Under terms of the investment, Korber has now carved out the software piece of its supply chain arm and formed a separate joint venture. Korber itself remains as majority shareholder of that new business, and KKR becomes a minority owner. As part of that process, Korber also moved two businesses out of that software arm—including its SAP consulting and Blue Yonder implementation units—and formed a new consulting entity.
The terms of KKR’s investment were not disclosed, but Collins said that a critical part of the maneuver was providing enough new capital to allow the company to expand through mergers and acquisitions in the future. “We could do it organically but time-to-market constraints mean it makes more sense to do it via M&A as we continue to expand our supply chain execution suite,” Collins said.
In Korber’s view, shippers and retailers have a growing need for TMS capabilities as they try to create a more “fluid” relationship between their fulfillment activities, such as applying omnichannel strategies to ship customer orders from a variety of sources, including different warehouses, transportation modes, and retail stores.
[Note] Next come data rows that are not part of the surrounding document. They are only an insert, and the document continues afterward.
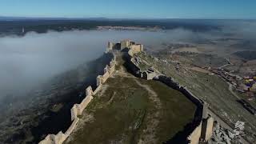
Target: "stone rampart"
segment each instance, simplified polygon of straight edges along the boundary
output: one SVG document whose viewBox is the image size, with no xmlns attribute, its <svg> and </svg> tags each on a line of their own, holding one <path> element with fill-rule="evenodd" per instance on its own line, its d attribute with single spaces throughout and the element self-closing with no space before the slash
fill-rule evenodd
<svg viewBox="0 0 256 144">
<path fill-rule="evenodd" d="M 194 95 L 193 93 L 186 88 L 186 86 L 182 86 L 173 78 L 167 77 L 162 74 L 157 76 L 155 74 L 152 74 L 151 76 L 148 74 L 145 74 L 146 72 L 142 73 L 139 66 L 134 62 L 134 53 L 132 50 L 130 50 L 127 54 L 127 68 L 130 72 L 134 74 L 134 75 L 145 79 L 153 78 L 154 80 L 162 82 L 166 86 L 182 92 L 187 98 L 189 98 L 193 103 L 197 106 L 195 118 L 194 119 L 193 124 L 191 124 L 191 128 L 189 130 L 191 130 L 191 133 L 186 138 L 190 142 L 190 143 L 198 144 L 200 142 L 200 138 L 204 141 L 207 141 L 211 137 L 213 126 L 212 123 L 214 120 L 212 118 L 210 118 L 210 120 L 206 120 L 207 122 L 206 124 L 204 123 L 204 129 L 202 129 L 202 122 L 205 122 L 205 115 L 206 115 L 207 113 L 207 106 L 206 106 L 205 102 Z M 204 138 L 202 137 L 202 135 L 204 135 Z"/>
<path fill-rule="evenodd" d="M 109 44 L 109 47 L 111 47 L 111 44 Z M 71 121 L 72 124 L 69 127 L 69 129 L 65 132 L 62 131 L 58 132 L 57 134 L 48 134 L 45 139 L 42 140 L 39 144 L 62 144 L 63 142 L 70 135 L 72 131 L 75 129 L 77 123 L 79 121 L 78 118 L 78 115 L 82 114 L 82 111 L 88 106 L 90 102 L 94 98 L 93 95 L 96 94 L 96 93 L 99 90 L 102 85 L 107 80 L 107 78 L 114 72 L 115 65 L 116 65 L 116 57 L 115 55 L 107 51 L 107 53 L 110 53 L 113 54 L 114 58 L 110 61 L 110 65 L 106 66 L 104 68 L 103 75 L 99 75 L 97 77 L 97 88 L 93 91 L 91 86 L 88 86 L 86 89 L 86 98 L 81 102 L 80 104 L 74 104 L 70 110 L 71 113 Z"/>
<path fill-rule="evenodd" d="M 190 144 L 198 144 L 202 131 L 202 123 L 199 124 L 193 132 L 189 135 L 187 139 L 190 141 Z"/>
</svg>

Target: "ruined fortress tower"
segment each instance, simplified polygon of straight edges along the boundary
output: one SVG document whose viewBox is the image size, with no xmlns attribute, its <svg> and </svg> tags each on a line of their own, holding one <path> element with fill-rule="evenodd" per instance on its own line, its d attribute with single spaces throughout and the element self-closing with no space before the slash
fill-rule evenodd
<svg viewBox="0 0 256 144">
<path fill-rule="evenodd" d="M 113 50 L 123 50 L 125 49 L 131 50 L 133 53 L 143 51 L 143 45 L 137 44 L 129 39 L 121 41 L 118 43 L 109 42 L 107 44 L 107 52 Z"/>
</svg>

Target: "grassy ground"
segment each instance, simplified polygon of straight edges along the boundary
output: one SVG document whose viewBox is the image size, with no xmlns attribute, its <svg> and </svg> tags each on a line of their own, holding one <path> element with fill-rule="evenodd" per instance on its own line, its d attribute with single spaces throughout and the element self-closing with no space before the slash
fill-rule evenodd
<svg viewBox="0 0 256 144">
<path fill-rule="evenodd" d="M 182 94 L 159 82 L 125 74 L 107 80 L 66 143 L 138 143 L 145 138 L 161 143 L 192 122 L 196 106 Z M 161 106 L 142 85 L 157 94 Z"/>
</svg>

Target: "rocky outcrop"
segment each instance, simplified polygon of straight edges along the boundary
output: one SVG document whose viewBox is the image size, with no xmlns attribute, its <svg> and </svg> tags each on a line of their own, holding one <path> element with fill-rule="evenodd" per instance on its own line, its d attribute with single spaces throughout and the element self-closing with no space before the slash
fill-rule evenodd
<svg viewBox="0 0 256 144">
<path fill-rule="evenodd" d="M 81 115 L 83 110 L 86 108 L 90 101 L 94 98 L 93 95 L 96 94 L 101 88 L 101 86 L 110 78 L 110 76 L 115 70 L 116 58 L 113 54 L 114 58 L 110 61 L 110 64 L 106 66 L 104 74 L 97 77 L 97 88 L 93 91 L 91 86 L 86 89 L 86 97 L 79 104 L 74 104 L 70 110 L 72 124 L 68 130 L 63 134 L 62 131 L 58 132 L 57 134 L 48 134 L 45 139 L 42 140 L 39 144 L 62 144 L 70 135 L 72 131 L 75 129 L 77 123 L 79 121 L 78 116 Z"/>
</svg>

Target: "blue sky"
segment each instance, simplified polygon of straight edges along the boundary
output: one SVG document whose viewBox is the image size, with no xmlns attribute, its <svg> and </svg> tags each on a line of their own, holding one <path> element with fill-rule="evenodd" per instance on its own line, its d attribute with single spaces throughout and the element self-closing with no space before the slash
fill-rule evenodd
<svg viewBox="0 0 256 144">
<path fill-rule="evenodd" d="M 256 0 L 0 0 L 0 16 L 256 18 Z"/>
</svg>

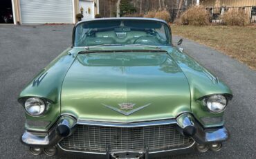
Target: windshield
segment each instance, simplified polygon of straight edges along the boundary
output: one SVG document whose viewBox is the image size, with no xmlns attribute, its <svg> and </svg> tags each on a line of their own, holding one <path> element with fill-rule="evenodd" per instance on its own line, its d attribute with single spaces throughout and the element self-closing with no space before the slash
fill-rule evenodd
<svg viewBox="0 0 256 159">
<path fill-rule="evenodd" d="M 170 45 L 168 26 L 161 21 L 111 19 L 84 21 L 75 31 L 74 46 Z"/>
</svg>

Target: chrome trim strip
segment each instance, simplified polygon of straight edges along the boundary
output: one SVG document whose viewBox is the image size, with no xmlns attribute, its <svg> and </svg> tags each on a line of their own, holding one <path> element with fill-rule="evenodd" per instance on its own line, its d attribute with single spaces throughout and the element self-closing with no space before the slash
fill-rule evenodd
<svg viewBox="0 0 256 159">
<path fill-rule="evenodd" d="M 98 154 L 98 155 L 107 155 L 107 153 L 101 153 L 101 152 L 90 152 L 90 151 L 80 151 L 77 150 L 70 150 L 70 149 L 65 149 L 63 148 L 60 143 L 57 143 L 58 147 L 61 149 L 62 151 L 68 151 L 68 152 L 78 152 L 82 153 L 90 153 L 90 154 Z"/>
<path fill-rule="evenodd" d="M 169 152 L 169 151 L 177 151 L 177 150 L 181 150 L 181 149 L 187 149 L 192 147 L 194 144 L 196 143 L 195 141 L 194 141 L 190 146 L 185 147 L 182 147 L 180 149 L 168 149 L 168 150 L 161 150 L 161 151 L 154 151 L 154 152 L 149 152 L 149 153 L 163 153 L 163 152 Z"/>
<path fill-rule="evenodd" d="M 131 122 L 131 123 L 104 122 L 82 120 L 79 120 L 79 119 L 77 121 L 77 124 L 104 126 L 104 127 L 127 127 L 127 128 L 172 124 L 176 124 L 176 121 L 175 119 L 157 120 L 157 121 L 152 121 L 152 122 Z"/>
<path fill-rule="evenodd" d="M 164 153 L 164 152 L 170 152 L 170 151 L 174 151 L 177 150 L 182 150 L 182 149 L 188 149 L 191 147 L 192 147 L 194 144 L 196 143 L 195 141 L 194 141 L 188 147 L 181 147 L 181 148 L 176 148 L 176 149 L 168 149 L 168 150 L 161 150 L 161 151 L 153 151 L 153 152 L 149 152 L 149 154 L 154 154 L 154 153 Z M 89 154 L 98 154 L 98 155 L 107 155 L 107 153 L 101 153 L 101 152 L 91 152 L 91 151 L 80 151 L 77 150 L 69 150 L 69 149 L 66 149 L 63 148 L 60 143 L 57 144 L 57 146 L 63 151 L 69 151 L 69 152 L 77 152 L 77 153 L 89 153 Z M 129 151 L 129 152 L 137 152 L 137 151 Z M 114 153 L 114 152 L 113 152 Z M 138 153 L 145 153 L 145 152 L 140 152 L 138 151 Z"/>
</svg>

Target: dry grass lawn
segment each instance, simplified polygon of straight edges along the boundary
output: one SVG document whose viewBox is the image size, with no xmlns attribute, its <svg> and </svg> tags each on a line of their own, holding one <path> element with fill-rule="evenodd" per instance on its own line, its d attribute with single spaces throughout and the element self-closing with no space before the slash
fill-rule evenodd
<svg viewBox="0 0 256 159">
<path fill-rule="evenodd" d="M 174 35 L 220 50 L 256 71 L 256 26 L 172 25 Z"/>
</svg>

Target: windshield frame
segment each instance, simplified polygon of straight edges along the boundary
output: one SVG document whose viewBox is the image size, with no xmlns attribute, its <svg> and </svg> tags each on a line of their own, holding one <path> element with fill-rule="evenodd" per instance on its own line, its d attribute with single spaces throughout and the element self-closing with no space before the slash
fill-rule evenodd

Companies that want to orchestrate supply chain maneuvers across different properties in that manner need to involve sources of information that stretch beyond the four walls of the traditional warehouse, Collins said.
Körber’s supply chain software business now employs some 1,300 employees, serving more than 4,200 customers with differentiated warehouse management solutions for varying operational complexities through software, voice, and robotics solutions, the company said.
KKR will now work with that unit to pursue both organic and inorganic growth strategies to expand its geographic footprint, accelerate the transition to software as a service (SaaS) platforms, automation, and robotics, and to help customers build warehouse automation and supply chain localization.
“A seamless and highly automated supply chain is business critical for enterprises of all sizes and we see significant growth potential in this market,” Christian Ollig, Head of KKR for DACH, and Jean-Pierre Saad, Head of Technology for Private Equity in EMEA at KKR, said in a joint release. “Körber’s supply chain software business is already one of the leading providers with excellent expertise and capabilities in WMS including robotics and voice, led by an industry-leading management team.”